Some highlights from our active day yesterday out in Central Mass under crystal-clear sunny skies on a wonderful example of Indigenous Peoples’ Summer:

  • Using the new 146 Connector between the Mass Pike and I-290, finally providing a direct link between Boston and Worcester via Interstate highway without all sorts of backtracking. I always found it odd that Springfield gets 3 Pike exits, Wormtown none, but I digress.
  • An excellent brunch with many old friends (4 couples and, let’s see, 8 kids, wow) and lots of great food at Chez Lindberg-Paradiso in Worcester. Hard to believe that friendships bourne of the fact that no one else would hang out with the 4 of us in high school still go strong today. Among topics of discussion: 1) It’s not smart to tell your female spouse that, in re: to childbirth, "Honey, if I could carry the child for you, I would," because should they ever invent time travel and the technology to allow men to carry children, you’d be screwed; 2) Yes, Tintin au Congo appears to be pretty racist, even given the excuses offered up for the time in which it was written; and 3) An update on Tammy and Family’s efforts regarding the Eat Local Challenge;
  • Some wholesome apple picking and goat-watching with my folks at Tougas Farm in Northborough; try the galas, you won’t be disappointed.

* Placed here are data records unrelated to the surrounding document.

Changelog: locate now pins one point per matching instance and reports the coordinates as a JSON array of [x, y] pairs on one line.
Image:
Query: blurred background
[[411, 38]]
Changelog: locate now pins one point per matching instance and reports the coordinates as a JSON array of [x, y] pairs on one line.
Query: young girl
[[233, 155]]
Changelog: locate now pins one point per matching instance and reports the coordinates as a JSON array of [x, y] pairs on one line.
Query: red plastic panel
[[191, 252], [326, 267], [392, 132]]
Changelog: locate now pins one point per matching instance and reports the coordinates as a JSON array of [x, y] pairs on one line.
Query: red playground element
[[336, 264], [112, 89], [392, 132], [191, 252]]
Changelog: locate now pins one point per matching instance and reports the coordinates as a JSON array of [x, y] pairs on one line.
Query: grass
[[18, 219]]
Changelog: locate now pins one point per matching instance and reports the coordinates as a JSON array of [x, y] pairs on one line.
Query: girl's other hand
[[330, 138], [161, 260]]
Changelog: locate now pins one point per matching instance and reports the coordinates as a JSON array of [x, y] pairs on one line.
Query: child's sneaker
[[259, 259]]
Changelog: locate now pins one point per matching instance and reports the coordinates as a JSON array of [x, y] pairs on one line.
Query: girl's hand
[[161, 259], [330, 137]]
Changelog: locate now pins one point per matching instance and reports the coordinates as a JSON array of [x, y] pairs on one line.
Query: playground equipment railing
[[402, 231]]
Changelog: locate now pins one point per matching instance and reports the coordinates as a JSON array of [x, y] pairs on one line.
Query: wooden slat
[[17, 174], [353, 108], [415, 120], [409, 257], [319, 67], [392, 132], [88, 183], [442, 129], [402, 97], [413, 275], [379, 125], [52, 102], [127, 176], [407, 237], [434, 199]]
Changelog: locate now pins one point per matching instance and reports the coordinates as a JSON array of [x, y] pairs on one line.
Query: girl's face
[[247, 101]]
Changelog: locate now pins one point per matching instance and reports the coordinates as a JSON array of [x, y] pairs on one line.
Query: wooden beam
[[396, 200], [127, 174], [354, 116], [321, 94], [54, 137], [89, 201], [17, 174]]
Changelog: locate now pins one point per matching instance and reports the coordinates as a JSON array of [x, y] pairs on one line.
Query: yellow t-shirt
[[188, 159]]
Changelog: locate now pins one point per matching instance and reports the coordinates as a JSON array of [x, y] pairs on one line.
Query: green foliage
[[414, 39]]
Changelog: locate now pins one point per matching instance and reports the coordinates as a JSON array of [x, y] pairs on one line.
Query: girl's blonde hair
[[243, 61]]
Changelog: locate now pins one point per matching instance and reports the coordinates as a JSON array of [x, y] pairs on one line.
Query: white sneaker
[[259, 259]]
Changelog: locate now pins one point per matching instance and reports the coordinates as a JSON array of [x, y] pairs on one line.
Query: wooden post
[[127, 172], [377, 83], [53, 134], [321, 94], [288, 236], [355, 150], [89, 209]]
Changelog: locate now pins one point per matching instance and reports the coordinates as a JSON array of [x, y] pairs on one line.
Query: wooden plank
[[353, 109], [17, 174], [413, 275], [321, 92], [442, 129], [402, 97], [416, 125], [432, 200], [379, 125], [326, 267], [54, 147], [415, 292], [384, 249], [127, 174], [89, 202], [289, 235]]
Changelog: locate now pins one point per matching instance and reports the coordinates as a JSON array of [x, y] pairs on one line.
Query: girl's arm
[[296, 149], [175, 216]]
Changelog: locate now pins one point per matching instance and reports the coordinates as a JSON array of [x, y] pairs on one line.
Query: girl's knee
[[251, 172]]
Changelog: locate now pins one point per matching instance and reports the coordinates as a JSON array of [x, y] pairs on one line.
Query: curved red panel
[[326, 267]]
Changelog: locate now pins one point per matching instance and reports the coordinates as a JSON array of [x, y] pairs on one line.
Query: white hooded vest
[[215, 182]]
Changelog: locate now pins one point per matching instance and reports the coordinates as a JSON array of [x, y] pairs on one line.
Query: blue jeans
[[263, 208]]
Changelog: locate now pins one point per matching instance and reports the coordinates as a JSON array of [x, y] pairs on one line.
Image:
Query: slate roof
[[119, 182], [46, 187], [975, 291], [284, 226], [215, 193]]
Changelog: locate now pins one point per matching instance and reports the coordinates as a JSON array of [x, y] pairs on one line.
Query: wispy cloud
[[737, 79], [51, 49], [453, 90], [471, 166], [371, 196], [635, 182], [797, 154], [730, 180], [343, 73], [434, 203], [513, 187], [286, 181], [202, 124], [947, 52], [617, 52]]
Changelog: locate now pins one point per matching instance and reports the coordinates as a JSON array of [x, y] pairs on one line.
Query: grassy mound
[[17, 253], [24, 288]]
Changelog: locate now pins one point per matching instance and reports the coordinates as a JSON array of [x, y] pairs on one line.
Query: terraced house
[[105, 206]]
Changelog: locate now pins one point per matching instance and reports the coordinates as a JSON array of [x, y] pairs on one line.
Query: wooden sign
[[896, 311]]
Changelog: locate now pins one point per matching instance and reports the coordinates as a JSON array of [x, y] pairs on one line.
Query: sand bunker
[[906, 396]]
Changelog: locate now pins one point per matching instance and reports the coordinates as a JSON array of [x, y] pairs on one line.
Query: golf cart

Got back late, put the boys to bed and blazed through the recording of the Pats clobbering the hapless Buffalo Bills while cranking out an analyst presentation. Yay Sunday night.

617 in tha house

Apropos of nothing to do with the hideous Michael Vick situation, I read somewhere that his ne’er-do-well brother Marcus had 757 tattooed on his arm to represent Newport News, his home. Which got me to thinking — what if they overlay a new area code over 757? Does he have to get a new tattoo? Or will he keep it real with a throwback 757 phone number?

The whole overlay concept makes me feel old. When I was a kid, Massachusetts had two area codes — 413 for Western Mass., and 617 for the rest of the state. Then 617 was split into 617 and 508, which marked the debut of New England Telephone’s catchy "July 16 is the date, when Worcester goes to 508" slogan. Now there’s a slew of others — 617 was split again into 617 and 781; 781 added the 339 overlay. And then 617 added the 857 overlay (The WordNerd was the first person I met to score an 857 number).

Back when area codes only went up to X19 (219, 319, 419, etc.) I used to have a RainMan-like ability to identify area codes ("302?" "Deleware!") … not unlike my RainMan-like ability to memorize WordPerfect 5.1 commands ("Print?" "Shift-F7!").

I am told I had memorized the license plates of all of my neighbor’s cars when I was 5. Which is funny, given that I couldn’t tell you the license plate on my current wheels.

1985 is to 2007 at 1963 was to 1985. Wow.

Morris_day In the car on the way to work, I heard The Time’s "Jungle Love," which is a great song (admittedly, the overly-synthesized R&B sounds a little dated, but that’s a minor nit) that was popular during my freshman year at the mighty Algonquin Regional High. It was great (hearing the song, not remembering my freshman year).

Then I realized that that was 22 years ago. That wasn’t so great.